I have always been a fan of albums that are political statements. New album by Neil Young, The Monsanto Years, is a raging conceptual project Neil has created in order to spread awareness about the controversial corporation Monsanto, company that has been related to biotechnical weapons, pesticides and GMO.
The album has a narve. It is impulsive, angry and raw. It doesn’t come as a surprise, since Young has made similar albums before, such as 2006 Living With War when he protested against administration of George Bush, especially because of their military actions in Iraq. This time, he called Promise Of The Real, the band created by Lukas and Micah (sons of Willie Nelson). They are his followers on the album, acting some king of Crazy Horse. After meeting them on one of his gigs, Neil has sent them raw sketches of the songs and told them not to practice too much because he wanted to record them as spontaneously as possible. DVD documentary shows how the whole album was recorded live with the band on the stage of some old cinema.

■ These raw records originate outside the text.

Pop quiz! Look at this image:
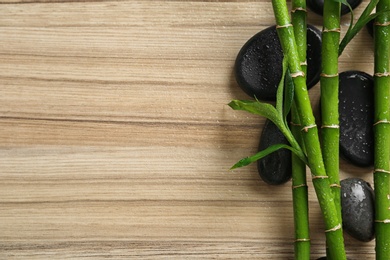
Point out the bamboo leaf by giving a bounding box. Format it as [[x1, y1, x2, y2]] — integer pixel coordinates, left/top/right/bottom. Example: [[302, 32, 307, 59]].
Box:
[[335, 0, 379, 56], [230, 144, 307, 170], [228, 100, 282, 126], [230, 144, 293, 170]]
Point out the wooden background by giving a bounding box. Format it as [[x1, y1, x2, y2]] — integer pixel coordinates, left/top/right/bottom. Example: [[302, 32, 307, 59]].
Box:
[[0, 0, 374, 259]]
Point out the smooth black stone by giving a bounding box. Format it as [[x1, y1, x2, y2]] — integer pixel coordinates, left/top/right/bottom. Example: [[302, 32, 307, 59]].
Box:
[[306, 0, 362, 15], [339, 71, 374, 167], [317, 256, 350, 260], [234, 25, 321, 101], [257, 120, 292, 185], [340, 178, 375, 242]]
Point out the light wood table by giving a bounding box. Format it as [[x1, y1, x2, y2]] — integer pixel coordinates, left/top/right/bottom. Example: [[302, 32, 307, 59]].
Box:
[[0, 0, 374, 259]]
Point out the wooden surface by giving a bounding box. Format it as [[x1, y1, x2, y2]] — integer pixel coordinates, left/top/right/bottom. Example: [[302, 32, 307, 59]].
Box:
[[0, 0, 374, 259]]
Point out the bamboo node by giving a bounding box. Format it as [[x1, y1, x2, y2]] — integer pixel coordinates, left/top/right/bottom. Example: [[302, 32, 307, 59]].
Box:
[[320, 73, 339, 78], [321, 124, 340, 129], [322, 28, 341, 33], [374, 72, 390, 78], [311, 175, 329, 180], [290, 121, 301, 126], [291, 71, 305, 78], [375, 219, 390, 224], [276, 23, 293, 29], [374, 21, 390, 26], [301, 124, 317, 133], [325, 223, 341, 233], [292, 183, 307, 189], [374, 169, 390, 174], [295, 238, 310, 242], [291, 7, 307, 13], [374, 119, 390, 126]]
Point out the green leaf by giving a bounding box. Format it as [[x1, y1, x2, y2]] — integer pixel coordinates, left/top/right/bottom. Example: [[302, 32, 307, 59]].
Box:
[[230, 144, 306, 170], [228, 100, 282, 126]]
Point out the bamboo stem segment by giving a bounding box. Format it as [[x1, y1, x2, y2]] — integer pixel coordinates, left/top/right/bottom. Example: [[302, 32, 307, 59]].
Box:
[[272, 0, 346, 260], [374, 0, 390, 260], [320, 0, 342, 244], [291, 0, 311, 260]]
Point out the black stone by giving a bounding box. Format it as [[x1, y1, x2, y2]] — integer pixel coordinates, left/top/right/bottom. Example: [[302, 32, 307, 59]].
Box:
[[341, 178, 375, 242], [306, 0, 362, 15], [234, 25, 321, 101], [317, 256, 350, 260], [257, 120, 292, 185], [339, 71, 374, 167]]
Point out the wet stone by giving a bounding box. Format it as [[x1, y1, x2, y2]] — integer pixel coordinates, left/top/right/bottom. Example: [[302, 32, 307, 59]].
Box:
[[317, 256, 350, 260], [257, 120, 292, 185], [306, 0, 362, 15], [339, 71, 374, 167], [340, 178, 375, 242], [234, 25, 321, 101]]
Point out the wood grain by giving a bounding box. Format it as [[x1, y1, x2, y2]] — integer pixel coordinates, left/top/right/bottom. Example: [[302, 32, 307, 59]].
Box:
[[0, 0, 374, 259]]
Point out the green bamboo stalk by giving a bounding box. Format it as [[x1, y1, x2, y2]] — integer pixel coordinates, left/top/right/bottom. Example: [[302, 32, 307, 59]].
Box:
[[320, 0, 342, 225], [272, 0, 346, 260], [291, 104, 310, 260], [374, 0, 390, 260], [291, 0, 310, 260]]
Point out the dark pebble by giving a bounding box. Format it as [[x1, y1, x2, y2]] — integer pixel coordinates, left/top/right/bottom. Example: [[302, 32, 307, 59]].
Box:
[[341, 178, 375, 242], [234, 25, 321, 101], [339, 71, 374, 167], [317, 256, 350, 260], [306, 0, 362, 15], [257, 120, 291, 185]]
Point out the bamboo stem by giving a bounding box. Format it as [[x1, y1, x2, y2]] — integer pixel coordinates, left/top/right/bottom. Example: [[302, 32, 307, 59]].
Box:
[[291, 0, 310, 260], [374, 0, 390, 260], [320, 0, 342, 226], [272, 0, 346, 260]]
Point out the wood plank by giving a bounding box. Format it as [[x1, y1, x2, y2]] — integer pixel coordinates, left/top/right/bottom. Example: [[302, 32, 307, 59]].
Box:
[[0, 0, 375, 259]]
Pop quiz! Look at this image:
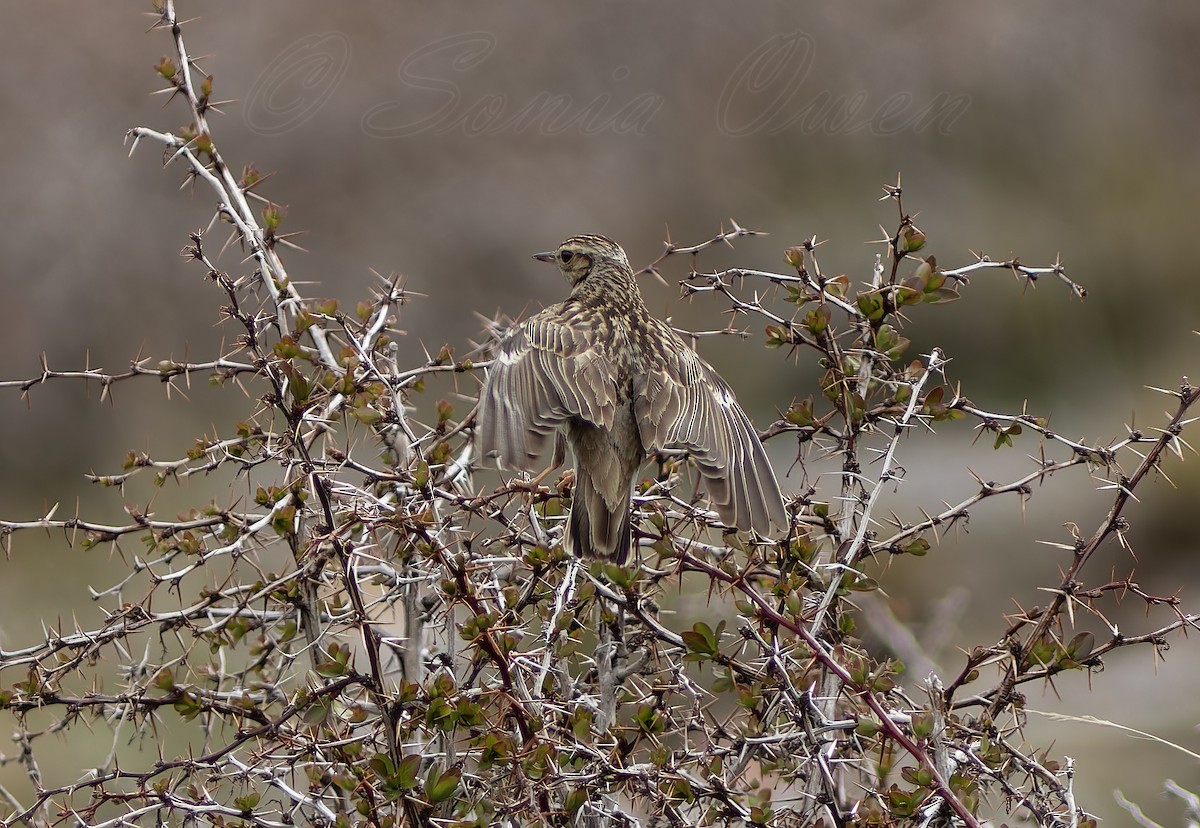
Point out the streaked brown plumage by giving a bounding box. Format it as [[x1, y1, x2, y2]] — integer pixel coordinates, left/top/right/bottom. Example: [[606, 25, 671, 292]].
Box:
[[478, 235, 787, 563]]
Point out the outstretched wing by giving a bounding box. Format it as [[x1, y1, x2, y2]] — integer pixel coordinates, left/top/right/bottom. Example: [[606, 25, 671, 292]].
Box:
[[476, 306, 617, 470], [634, 325, 787, 538]]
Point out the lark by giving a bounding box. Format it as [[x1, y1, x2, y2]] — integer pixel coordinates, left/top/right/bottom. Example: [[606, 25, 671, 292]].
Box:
[[476, 235, 787, 564]]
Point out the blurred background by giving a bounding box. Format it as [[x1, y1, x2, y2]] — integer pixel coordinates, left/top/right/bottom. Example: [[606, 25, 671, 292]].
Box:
[[0, 0, 1200, 823]]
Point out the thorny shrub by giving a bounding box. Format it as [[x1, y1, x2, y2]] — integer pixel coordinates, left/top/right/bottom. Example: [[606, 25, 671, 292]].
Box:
[[0, 2, 1196, 827]]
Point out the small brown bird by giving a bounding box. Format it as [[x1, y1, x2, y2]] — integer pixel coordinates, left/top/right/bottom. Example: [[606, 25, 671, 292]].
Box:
[[478, 235, 787, 563]]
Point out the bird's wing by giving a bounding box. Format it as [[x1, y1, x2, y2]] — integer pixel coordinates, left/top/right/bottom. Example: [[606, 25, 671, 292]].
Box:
[[634, 325, 787, 538], [478, 307, 617, 470]]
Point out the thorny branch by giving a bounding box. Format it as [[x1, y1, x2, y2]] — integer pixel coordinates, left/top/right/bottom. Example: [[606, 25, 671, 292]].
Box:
[[0, 9, 1200, 827]]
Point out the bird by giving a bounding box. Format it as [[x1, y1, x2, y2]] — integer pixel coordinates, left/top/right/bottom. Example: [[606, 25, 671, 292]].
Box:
[[476, 235, 788, 564]]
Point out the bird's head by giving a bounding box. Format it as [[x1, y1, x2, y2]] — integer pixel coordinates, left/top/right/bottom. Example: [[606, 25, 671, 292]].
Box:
[[534, 235, 630, 286]]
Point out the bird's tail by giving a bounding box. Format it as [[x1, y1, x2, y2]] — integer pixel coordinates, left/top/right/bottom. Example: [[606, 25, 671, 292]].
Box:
[[566, 468, 632, 565]]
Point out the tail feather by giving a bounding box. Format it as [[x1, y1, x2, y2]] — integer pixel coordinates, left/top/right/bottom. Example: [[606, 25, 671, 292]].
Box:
[[566, 469, 632, 564]]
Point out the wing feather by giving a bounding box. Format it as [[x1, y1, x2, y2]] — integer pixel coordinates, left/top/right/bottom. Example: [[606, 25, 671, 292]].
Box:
[[478, 306, 617, 470], [634, 325, 787, 536]]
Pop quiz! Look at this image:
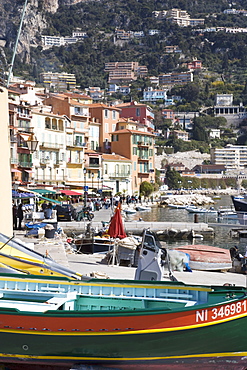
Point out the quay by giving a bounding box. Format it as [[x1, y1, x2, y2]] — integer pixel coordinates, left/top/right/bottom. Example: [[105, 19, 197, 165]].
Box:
[[59, 220, 214, 239], [59, 208, 214, 239], [14, 205, 246, 286]]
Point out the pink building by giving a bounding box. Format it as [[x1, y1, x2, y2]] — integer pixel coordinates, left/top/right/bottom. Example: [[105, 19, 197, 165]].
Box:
[[117, 101, 154, 131]]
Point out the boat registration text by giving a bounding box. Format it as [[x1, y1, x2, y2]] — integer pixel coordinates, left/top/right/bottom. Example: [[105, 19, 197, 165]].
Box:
[[196, 300, 247, 322]]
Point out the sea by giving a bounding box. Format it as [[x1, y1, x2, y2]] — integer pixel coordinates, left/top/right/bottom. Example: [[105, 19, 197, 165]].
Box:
[[128, 195, 247, 254]]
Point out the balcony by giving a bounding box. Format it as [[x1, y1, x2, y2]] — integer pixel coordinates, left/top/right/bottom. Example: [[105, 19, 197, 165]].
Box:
[[138, 156, 149, 162], [18, 125, 33, 134], [67, 158, 84, 164], [137, 141, 149, 147], [10, 135, 17, 143], [74, 141, 86, 148], [17, 112, 32, 119], [108, 172, 130, 178], [86, 163, 100, 168], [19, 162, 33, 168], [40, 142, 63, 149]]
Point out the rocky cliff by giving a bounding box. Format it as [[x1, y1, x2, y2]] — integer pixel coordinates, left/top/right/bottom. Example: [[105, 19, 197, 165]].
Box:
[[0, 0, 86, 63]]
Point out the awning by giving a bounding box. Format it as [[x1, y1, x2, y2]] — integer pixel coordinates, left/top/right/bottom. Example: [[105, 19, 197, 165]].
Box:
[[38, 195, 62, 204], [12, 190, 34, 198], [61, 190, 81, 195], [32, 189, 57, 195], [19, 133, 31, 141]]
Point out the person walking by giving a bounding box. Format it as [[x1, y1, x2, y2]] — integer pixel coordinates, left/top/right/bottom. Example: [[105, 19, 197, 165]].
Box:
[[17, 203, 23, 230], [12, 204, 17, 230]]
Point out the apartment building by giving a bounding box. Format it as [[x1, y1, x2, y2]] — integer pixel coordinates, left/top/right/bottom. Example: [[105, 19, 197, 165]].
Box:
[[166, 8, 205, 27], [105, 62, 148, 84], [32, 106, 69, 186], [9, 91, 33, 182], [117, 101, 154, 131], [210, 145, 247, 170], [89, 103, 120, 153], [44, 93, 92, 184], [159, 72, 193, 86], [102, 152, 132, 195], [111, 128, 154, 194], [141, 87, 168, 103], [40, 72, 76, 91]]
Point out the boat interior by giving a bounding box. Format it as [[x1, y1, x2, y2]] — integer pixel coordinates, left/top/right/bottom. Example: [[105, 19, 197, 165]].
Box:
[[0, 277, 244, 312]]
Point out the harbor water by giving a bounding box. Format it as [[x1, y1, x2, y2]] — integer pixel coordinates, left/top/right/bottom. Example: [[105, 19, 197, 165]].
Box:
[[128, 195, 247, 253]]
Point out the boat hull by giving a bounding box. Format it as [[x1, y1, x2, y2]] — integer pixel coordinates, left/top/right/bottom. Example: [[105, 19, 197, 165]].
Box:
[[175, 244, 232, 271], [75, 238, 114, 254], [0, 299, 247, 368]]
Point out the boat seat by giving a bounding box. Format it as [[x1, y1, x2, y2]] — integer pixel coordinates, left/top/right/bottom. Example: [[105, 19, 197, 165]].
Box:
[[160, 293, 193, 299]]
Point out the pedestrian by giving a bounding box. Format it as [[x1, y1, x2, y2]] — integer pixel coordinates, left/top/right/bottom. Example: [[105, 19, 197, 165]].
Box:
[[41, 202, 47, 212], [17, 203, 23, 230], [44, 203, 52, 219], [12, 204, 17, 230]]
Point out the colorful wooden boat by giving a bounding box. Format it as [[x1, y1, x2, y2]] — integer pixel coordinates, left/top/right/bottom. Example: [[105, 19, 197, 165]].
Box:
[[175, 244, 232, 271], [0, 233, 81, 279], [0, 275, 247, 369]]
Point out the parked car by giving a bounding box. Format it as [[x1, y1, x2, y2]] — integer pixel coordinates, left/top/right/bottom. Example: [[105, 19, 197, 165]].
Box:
[[55, 204, 76, 221]]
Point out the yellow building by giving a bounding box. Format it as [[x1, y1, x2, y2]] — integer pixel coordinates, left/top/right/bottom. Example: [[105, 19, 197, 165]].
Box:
[[111, 128, 155, 194]]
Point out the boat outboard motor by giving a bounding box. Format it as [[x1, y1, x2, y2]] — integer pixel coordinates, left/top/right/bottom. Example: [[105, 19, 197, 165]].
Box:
[[135, 229, 166, 281]]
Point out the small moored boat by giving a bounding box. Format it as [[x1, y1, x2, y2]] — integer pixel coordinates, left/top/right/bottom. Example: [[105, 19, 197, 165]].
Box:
[[175, 244, 232, 271]]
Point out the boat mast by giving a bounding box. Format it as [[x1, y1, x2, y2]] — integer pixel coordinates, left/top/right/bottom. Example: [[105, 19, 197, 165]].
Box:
[[7, 0, 28, 88]]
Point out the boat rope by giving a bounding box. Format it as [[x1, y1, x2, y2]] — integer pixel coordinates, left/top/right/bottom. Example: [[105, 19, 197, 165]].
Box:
[[0, 235, 15, 250]]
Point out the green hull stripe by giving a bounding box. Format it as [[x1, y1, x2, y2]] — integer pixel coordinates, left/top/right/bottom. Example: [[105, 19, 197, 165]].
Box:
[[0, 312, 247, 337], [0, 277, 212, 292], [0, 352, 247, 361]]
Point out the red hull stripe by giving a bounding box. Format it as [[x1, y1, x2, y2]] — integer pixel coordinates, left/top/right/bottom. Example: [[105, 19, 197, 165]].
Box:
[[0, 313, 247, 336], [0, 352, 247, 361]]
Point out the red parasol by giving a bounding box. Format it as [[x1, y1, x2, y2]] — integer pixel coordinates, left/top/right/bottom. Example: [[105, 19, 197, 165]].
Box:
[[108, 207, 127, 239]]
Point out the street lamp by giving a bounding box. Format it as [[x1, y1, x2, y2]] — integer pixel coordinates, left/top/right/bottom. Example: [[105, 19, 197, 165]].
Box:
[[83, 168, 87, 207], [125, 179, 130, 195], [92, 173, 94, 192], [26, 133, 38, 153]]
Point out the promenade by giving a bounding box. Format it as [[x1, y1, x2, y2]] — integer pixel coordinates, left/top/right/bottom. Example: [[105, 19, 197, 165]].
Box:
[[14, 205, 246, 286]]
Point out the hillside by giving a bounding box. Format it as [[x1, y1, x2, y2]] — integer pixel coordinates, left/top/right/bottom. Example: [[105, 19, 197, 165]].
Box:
[[155, 150, 210, 170], [0, 0, 247, 88]]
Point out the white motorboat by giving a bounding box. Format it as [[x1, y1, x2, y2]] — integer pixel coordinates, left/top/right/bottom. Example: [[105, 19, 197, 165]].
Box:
[[136, 206, 152, 212], [186, 206, 218, 214], [123, 208, 136, 215], [167, 203, 188, 209]]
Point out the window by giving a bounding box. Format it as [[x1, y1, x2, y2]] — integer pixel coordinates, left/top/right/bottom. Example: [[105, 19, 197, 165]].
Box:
[[132, 135, 137, 144], [89, 158, 99, 166], [45, 117, 51, 129]]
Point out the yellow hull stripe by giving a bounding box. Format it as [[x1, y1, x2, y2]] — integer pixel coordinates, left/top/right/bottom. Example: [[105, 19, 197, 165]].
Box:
[[0, 352, 247, 361], [0, 277, 212, 292], [0, 312, 247, 336]]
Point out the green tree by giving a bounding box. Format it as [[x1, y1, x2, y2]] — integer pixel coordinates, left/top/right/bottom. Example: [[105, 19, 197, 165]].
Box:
[[166, 166, 182, 189], [140, 181, 154, 197]]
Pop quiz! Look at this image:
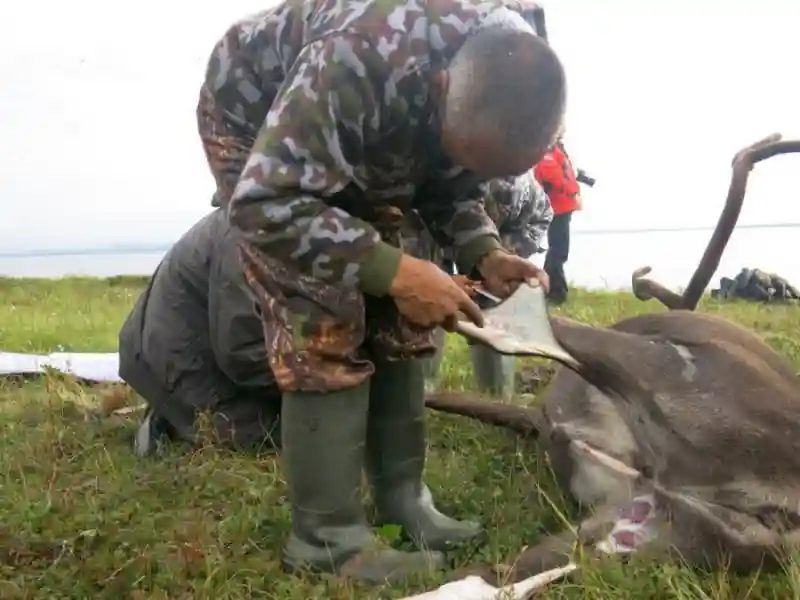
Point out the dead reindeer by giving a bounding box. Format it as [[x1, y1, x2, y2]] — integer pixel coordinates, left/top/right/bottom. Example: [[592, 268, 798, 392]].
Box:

First song they have recorded was People Want To Hear About Love. The lyrics and melody couldn’t be more straightforward and Young is not afraid of calling out some specific names. His target is not only Monsanto but also shopping malls, mobile companies and Starbucks. The songs is pointing fingers at us, as the listeners who use escapism to protect ourselves from the real world events, but it also questions the role of music stars. Are they only there to offer us easy fun or should their songs offer something more?
Workin’ Man is telling a scene from the famous documentary ‘’Food,Inc.’’ the one in which Monsanto sues the old, innocent farmer.
Even though the album is discussing heavy and dark topics, the atmosphere is not exclusively pessimistic. There is a lot of humor, catchy rhythms and adrenalin pumped by distortion of guitars and Young’s unfiltered screaming solos. Vacation from abrasive style is offered by Wolf Moon, a classical Young’s sensitive acoustic ballade dedicated to ecology. It sounds like it belongs to his 1992 Harvest Moon album.
The Monsanto Years is not a lament of an old hippie, it is a rebellious act of a sixty eight years old man who refuses to give up on his ideals. The years didn’t change him. He is not lost in time. While it might not be his best release, it has a strong social message. Today is a bad day to do nothing. Make a change today.